Question 7.25: A solid shaft is required to transmit a torque of 125 N·m. A......

The dimensions of the Woodruff key are shown in Figure 7.31.

As per notation, refer to Figure 7.30.

D = 16.0 mm

h = 4.0 mm

Diameter of the shaft is obtained as

d=\left(\frac{16 T}{\pi \tau_s}\right)^{1 / 3}=\left(\frac{16 \times 125 \times 1000}{\pi \times 87.075}\right)^{1 / 3}=19.4 \mathrm{~mm}

d = 20 mm

where

\tau_s=0.18 \times 645=116.1 \mathrm{~MPa}

or =0.3 \times 532=159.6 \mathrm{~MPa}

Hence the allowable stress is

\tau_s=0.75 \times 116.1=87.075 \mathrm{~MPa}

Force acting on the key is obtained from the relation

F=\frac{2 T}{d}

=\frac{2 \times 125 \times 1000}{20}=12.5 \mathrm{~kN}

Torque transmitted by shear of the key is

T=\tau_{\mathrm{key}} \times A_s \times \frac{d}{2}

125 \times 1000=204.64 \times A_s \times \frac{20}{2}

Solving for shear area A_s

A_s=\frac{125 \times 1000 \times 2}{204.64 \times 20}=61.08 \mathrm{~mm}^2

where \tau_{\text {key }}=0.577 \times \frac{\sigma_y}{2}=\frac{0.577 \times 532}{2}=204.64 \mathrm{~MPa}

Shear area A_s=\mathrm{CD} \times h

61.08 = CD × 4

CD = 15.27 mm

Torque capacity of the key in compression (inside the shaft)
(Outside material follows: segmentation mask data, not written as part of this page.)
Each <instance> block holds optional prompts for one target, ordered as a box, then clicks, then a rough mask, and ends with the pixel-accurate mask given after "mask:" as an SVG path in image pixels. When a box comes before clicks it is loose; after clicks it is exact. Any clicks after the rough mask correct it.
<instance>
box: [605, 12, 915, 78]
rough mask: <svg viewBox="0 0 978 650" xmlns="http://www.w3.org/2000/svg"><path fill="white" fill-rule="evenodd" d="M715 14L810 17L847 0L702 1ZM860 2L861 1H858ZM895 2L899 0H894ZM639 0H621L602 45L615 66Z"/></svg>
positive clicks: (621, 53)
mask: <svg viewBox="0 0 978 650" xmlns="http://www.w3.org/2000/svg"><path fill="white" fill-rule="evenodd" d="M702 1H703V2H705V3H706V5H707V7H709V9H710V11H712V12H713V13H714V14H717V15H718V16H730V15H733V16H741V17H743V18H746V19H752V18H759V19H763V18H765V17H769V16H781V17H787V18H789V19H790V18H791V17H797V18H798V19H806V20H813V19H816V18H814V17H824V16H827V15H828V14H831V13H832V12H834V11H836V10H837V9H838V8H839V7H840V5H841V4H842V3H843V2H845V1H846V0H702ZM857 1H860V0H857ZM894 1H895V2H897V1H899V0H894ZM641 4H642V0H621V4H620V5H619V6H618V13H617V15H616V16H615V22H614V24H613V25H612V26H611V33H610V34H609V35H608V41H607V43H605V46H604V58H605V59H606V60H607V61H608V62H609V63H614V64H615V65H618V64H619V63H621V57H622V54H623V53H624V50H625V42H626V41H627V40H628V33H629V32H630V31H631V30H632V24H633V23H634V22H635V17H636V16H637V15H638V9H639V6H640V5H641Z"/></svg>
T=\sigma_c \times A_c \times \frac{d}{2}

125 \times 1000=\frac{532}{1.5} \times A_c \times \frac{20}{2}

A_c=35.24 \mathrm{~mm}^2

Area of the key inside the hub

A_{c(h)}= Area of the key – area of the key in contact with the shaft

=A-A_{c(s)}

The total area of the key, A=\frac{\pi}{8} D^2

=\frac{\pi}{8} \times 16^2=100.53 \mathrm{~mm}^2

Considering the area A_c=A_{c(h)}, i.e. crushing area in the hub

35.24=100.53-A_{c(s)}

Solving, we get

A_{c(s)}=66.29 \mathrm{~mm}^2

\sin \theta=\frac{\mathrm{DE}}{\mathrm{OD}}=\frac{\mathrm{CD}}{2 \times \mathrm{OD}}

\sin \theta=\frac{15.27}{2 \times 8}=0.954

\theta=72.55^{\circ}

Now,

A_{c(s)}=\frac{2 \theta}{180} A-\frac{1}{2} \mathrm{CD} \times \mathrm{OE}

Substituting the values, we get

66.29=\frac{2 \times 72.55}{180} \times 100.53-\frac{1}{2} \times 15.27 \times \mathrm{OE}

Solving, we get

OE = 1.93 mm

Hence, the key should be at least 1.93 mm inside the hub.